Rights And Duties
- 26 Feb 2020
- 8 min read
This article is based on “Rights, duties and the Constitution” which was published in The Hindu on 26/02/2020. It talks about a balance between rights and duties of citizens as well as of State.
Recently, the terminologies like ‘Duties of citizens’ and the ‘anti-national’ (emanating from violation of these duties) have become the buzzwords of the political landscape. In a constitutional democracy, the State provides rights and lays down duties for the citizenry, so that society can peacefully co-exist. However, sometimes State imposes such duties on its citizenry that infringes the rights of the marginalised sections of society.
Thus, the major concern lies in the language of duties which is vague (as their interpretation is left at the discretion of the State). This makes ‘duties’ of the citizenry prone to be misused as a tool to impose the will of the State or the social majority on vulnerable sections.
Rights and Duties Go Hand in Hand
- Mahatma Gandhi in Hind Swaraj observed that “Real rights are a result of the performance of duty”.
- Rights and duties are closely related and cannot be separated from one another. For every right, there is a corresponding duty.
- The State protects and enforces rights and it is the duty of all citizens to be loyal to the state. Thus a citizen has both Rights and Duties.
- According to Harold Laski, one man’s right is also his duty.
- For example, if the State gives the right to life to a citizen, it also imposes an obligation on him to not to expose his life to dangers, as well as to respect the life of others.
Rights and Duties Follow Different Logic
Indian Constitution provides its citizens with the Fundamental Rights and lists the Fundamental Duties to be followed by them.
- The Constitution covers a broad spectrum of domains to protect the rights of the common man by introducing six rights as Fundamental Rights (Part III of the constitution).
- Similarly, the Fundamental Duties are also emphasised upon by the Constitution (Part IVA of the constitution).
Concept of Duties
- As citizens, there exists a wide range of duties that bind us in everyday life. These duties are owed both to the state and to individuals.
- There is a legal duty to pay taxes, to refrain from committing violence against fellow-citizens, and to follow other laws that Parliament has enacted.
- Breach of these legal duties triggers financial consequences (fines), or punitive measures like imprisonment.
- Duties follow a simple logic that, peaceful co-existence requires a degree of self-sacrifice, and that if necessary, this must be enforced through the set of sanctions.
Concept of Rights
Rights are formulated to ascertain twin principles viz. Anti-dehumanisation and Anti-hierarchy. In India, this can be reflected in a chapter on Fundamental Rights in the constitution.

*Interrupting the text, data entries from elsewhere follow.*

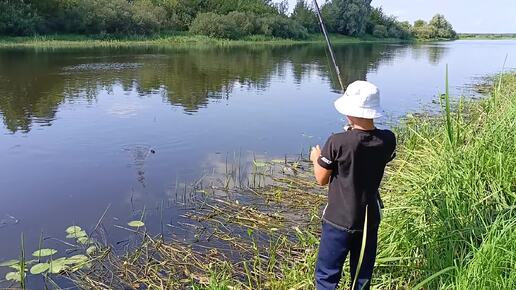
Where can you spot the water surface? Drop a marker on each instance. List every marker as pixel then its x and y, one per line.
pixel 84 129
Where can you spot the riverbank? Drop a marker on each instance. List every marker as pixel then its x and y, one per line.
pixel 77 41
pixel 487 36
pixel 449 223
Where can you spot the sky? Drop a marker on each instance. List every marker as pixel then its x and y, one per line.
pixel 480 16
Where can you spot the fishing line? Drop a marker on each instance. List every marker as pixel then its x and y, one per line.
pixel 328 43
pixel 337 70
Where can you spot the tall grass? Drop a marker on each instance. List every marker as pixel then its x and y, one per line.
pixel 449 223
pixel 449 210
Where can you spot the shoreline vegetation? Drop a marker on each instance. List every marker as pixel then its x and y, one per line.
pixel 183 39
pixel 449 222
pixel 238 20
pixel 487 36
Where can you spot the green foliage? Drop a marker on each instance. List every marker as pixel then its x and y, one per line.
pixel 305 16
pixel 347 17
pixel 380 31
pixel 215 25
pixel 248 17
pixel 18 18
pixel 437 28
pixel 282 27
pixel 238 24
pixel 381 25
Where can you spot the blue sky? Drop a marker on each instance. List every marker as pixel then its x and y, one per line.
pixel 497 16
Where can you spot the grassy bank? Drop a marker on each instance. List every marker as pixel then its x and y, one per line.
pixel 449 223
pixel 77 41
pixel 487 36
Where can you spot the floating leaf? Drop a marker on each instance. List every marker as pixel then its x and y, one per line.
pixel 56 267
pixel 136 224
pixel 31 262
pixel 39 268
pixel 73 229
pixel 16 267
pixel 259 163
pixel 91 250
pixel 44 253
pixel 13 276
pixel 77 259
pixel 9 263
pixel 84 240
pixel 75 235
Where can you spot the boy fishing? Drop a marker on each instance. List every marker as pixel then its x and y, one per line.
pixel 352 163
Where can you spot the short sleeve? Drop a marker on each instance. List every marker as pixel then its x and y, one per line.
pixel 327 160
pixel 392 153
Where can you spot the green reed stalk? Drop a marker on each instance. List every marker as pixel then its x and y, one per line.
pixel 22 262
pixel 449 127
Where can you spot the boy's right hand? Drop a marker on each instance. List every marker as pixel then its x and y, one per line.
pixel 315 153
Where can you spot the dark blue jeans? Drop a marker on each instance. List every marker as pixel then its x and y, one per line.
pixel 333 249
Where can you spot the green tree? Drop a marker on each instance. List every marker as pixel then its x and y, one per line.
pixel 305 16
pixel 18 17
pixel 348 17
pixel 442 27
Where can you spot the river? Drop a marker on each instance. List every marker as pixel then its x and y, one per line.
pixel 84 129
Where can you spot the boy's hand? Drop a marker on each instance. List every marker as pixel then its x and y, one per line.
pixel 315 153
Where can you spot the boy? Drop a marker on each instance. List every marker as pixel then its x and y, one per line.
pixel 353 163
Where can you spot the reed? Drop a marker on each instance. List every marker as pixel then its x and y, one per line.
pixel 449 223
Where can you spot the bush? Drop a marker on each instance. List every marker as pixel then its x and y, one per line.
pixel 282 27
pixel 214 25
pixel 146 17
pixel 18 18
pixel 380 31
pixel 246 23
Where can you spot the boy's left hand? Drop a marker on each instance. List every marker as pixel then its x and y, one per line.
pixel 315 153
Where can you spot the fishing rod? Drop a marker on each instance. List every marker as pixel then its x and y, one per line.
pixel 337 70
pixel 328 43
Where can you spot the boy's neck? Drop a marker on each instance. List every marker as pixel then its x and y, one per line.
pixel 364 125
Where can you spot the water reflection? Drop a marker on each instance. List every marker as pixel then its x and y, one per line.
pixel 34 84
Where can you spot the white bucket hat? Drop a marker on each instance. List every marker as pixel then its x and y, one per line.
pixel 362 100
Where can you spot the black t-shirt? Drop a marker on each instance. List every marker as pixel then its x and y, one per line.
pixel 358 159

- Rights as a bulwark against dehumanisation:
- Framers of the Indian Constitution while deliberating on Fundamental Rights were of the view that every human being should have access to basic dignity and equality that can not be taken away the State.

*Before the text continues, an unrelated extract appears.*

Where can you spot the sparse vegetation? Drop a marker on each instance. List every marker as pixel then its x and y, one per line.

- The necessity for Fundamental Rights in India originated from the experiences under the colonial regime where Indians had been treated as subjects.
- For example, the colonial government declared some group of people as Criminal Tribes, who were treated as less than human.
- Rights as a stand against hierarchy:
- Indian society has been divided on the lines gender, caste and religion.
- Fundamental Rights, at a basic level, ensure the protection of all the citizens, not only from the State but from the social majorities as well.
- For example, through guarantees against forced labour, against “untouchability”, against discriminatory access to public spaces, and others, fundamental rights sought to bring a transformation in the Indian society.
Does this suggest that duties are unimportant?
- As indicated above, duties exist in every sphere of society. However, it is the language of duties that can play an important role in a society like India that continues to be divided and unequal.
- Any duty imposed upon the citizens must comply with due process of law.
- The concept of 'due process of law' holds that no person shall be deprived of life, liberty or property except in accordance with the explicit provisions of law and with due regard to his rights.
- Without the moral compass of rights and their place in the transformative constitutional scheme, the language of duties can lead to unpleasant consequences.
- A good example of this is a Supreme Court judgment from the early 1980s, which upheld the differential treatment of male and female flight attendants on the ground that women had a “duty” to ensure the “good upbringing of children” and to ensure the success of the “family planning program” for the country.
In this light, it is always critical to remember Dr B.R. Ambedkar’s words in the Constituent Assembly that the fundamental unit of the Constitution remains the individual. Interpretation of ‘Duties’ and the debate around it should include the duties of those with power. Those with power should not use it to exploit those from whom they wield it. It is only after guarantee to all the full sum of humanity, dignity, equality, and freedom promised by the Constitution, that we can ask of them to do their duty. It is only after ensuring the humanity, dignity, equality, and freedom for all, as promised by the Constitution, that the burden of ‘following the duties’ should be imposed on the citizens.
|Drishti Mains Question
In a constitutional democracy, rights always need to be backed up by the duties of citizens as well as those of the State. Analyse.